“Pricing is all about setting the right perception.” – Neil Davidson, Don’t Just Roll the Dice Author
A pricing model is one of the business assumptions that changes the most.
The price you choose initially will certainly be wrong, but it won’t be final. You can mark this loss of profitability as a tax on learning.
Early on, your real goal with pricing is to make sure that money changes hands in sufficient quantity to validate that a business is worth building. Once you have that, you’ll work your way to a more just value-based price, based on the perceived or estimated benefit to the customer rather than the cost of the product.
Your pricing sets the value (or the perception of value) of your product. In the same way that luxury products use price to brand themselves above the market, B2B pricing determines who your economic buyer will be and sets the expectations for the Return on Investment (ROI).
Taleo, for example, used pricing to position its product as a high-end recruitment solution, pricing their products at a level that almost only large companies could afford.
But, pricing above market adds complexity to your Product-Market validation. In general, you should target budgets that your company feels comfortable pitching for.
If you were able to collect information about the purchase authority during the Problem interviews, you can already tell if your pricing will be within range or if you need to go higher up in the company.

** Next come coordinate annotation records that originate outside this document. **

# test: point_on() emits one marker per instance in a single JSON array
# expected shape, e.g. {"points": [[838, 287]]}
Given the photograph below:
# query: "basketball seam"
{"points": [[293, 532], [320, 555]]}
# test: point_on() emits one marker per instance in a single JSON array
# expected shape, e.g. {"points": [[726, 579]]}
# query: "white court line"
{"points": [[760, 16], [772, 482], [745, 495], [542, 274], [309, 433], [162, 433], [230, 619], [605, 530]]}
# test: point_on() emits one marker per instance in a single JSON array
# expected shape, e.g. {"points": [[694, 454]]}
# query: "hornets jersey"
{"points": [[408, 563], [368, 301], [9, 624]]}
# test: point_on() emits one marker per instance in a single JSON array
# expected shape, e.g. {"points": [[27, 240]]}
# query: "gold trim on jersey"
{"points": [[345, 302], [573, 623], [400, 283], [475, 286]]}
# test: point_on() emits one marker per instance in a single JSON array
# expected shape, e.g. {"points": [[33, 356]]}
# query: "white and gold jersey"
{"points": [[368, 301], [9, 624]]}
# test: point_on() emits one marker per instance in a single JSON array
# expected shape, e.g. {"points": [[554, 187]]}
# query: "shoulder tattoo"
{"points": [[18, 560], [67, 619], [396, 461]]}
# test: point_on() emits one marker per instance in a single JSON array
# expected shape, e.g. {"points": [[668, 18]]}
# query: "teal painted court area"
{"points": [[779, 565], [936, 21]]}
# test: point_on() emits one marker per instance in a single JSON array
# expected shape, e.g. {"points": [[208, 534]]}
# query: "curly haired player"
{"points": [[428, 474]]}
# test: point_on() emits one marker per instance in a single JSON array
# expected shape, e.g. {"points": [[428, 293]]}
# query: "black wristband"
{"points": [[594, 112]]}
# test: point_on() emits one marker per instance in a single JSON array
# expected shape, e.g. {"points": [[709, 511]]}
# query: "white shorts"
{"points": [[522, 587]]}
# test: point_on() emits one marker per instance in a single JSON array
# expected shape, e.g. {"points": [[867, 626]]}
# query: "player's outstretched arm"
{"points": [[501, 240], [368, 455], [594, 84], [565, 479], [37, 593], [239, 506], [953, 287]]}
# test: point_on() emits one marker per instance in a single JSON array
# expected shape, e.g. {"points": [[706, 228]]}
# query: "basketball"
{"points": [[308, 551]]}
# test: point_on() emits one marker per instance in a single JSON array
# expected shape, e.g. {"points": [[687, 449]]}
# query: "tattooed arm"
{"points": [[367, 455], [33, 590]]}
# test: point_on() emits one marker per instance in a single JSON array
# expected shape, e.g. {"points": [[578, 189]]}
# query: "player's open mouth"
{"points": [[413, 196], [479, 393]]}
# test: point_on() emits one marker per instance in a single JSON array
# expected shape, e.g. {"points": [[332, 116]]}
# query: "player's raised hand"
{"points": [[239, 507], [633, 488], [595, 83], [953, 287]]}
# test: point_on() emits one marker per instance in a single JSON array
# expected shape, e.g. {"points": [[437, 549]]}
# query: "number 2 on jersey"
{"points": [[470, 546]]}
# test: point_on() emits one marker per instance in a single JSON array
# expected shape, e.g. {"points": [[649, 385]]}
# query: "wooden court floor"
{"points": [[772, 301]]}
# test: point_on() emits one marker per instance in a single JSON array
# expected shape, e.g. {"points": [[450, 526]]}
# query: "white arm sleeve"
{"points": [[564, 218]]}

In general, the lowest level of signing authority — the amount that can be purchased without asking for special approval — in a company is $500 to $1,000. If you’re priced just $1 too high, sometimes it requires the next level of management to sign off.
Example of Signing Authority in a Large Company
Companies have formal structures with many stakeholders controlling budget to avoid fraud.
Based on their roles, levels and responsibilities, the people you’ll interact with may have very different signing authorities ranging from $500 to $25,000 and above. Selling above the signing authority of your prospects typically complicates and prolongs sales cycles.
Beware, start with one product, one benefit and one pricing model before you start thinking about how it should evolve. Early on, it’s usually best to keep things simple.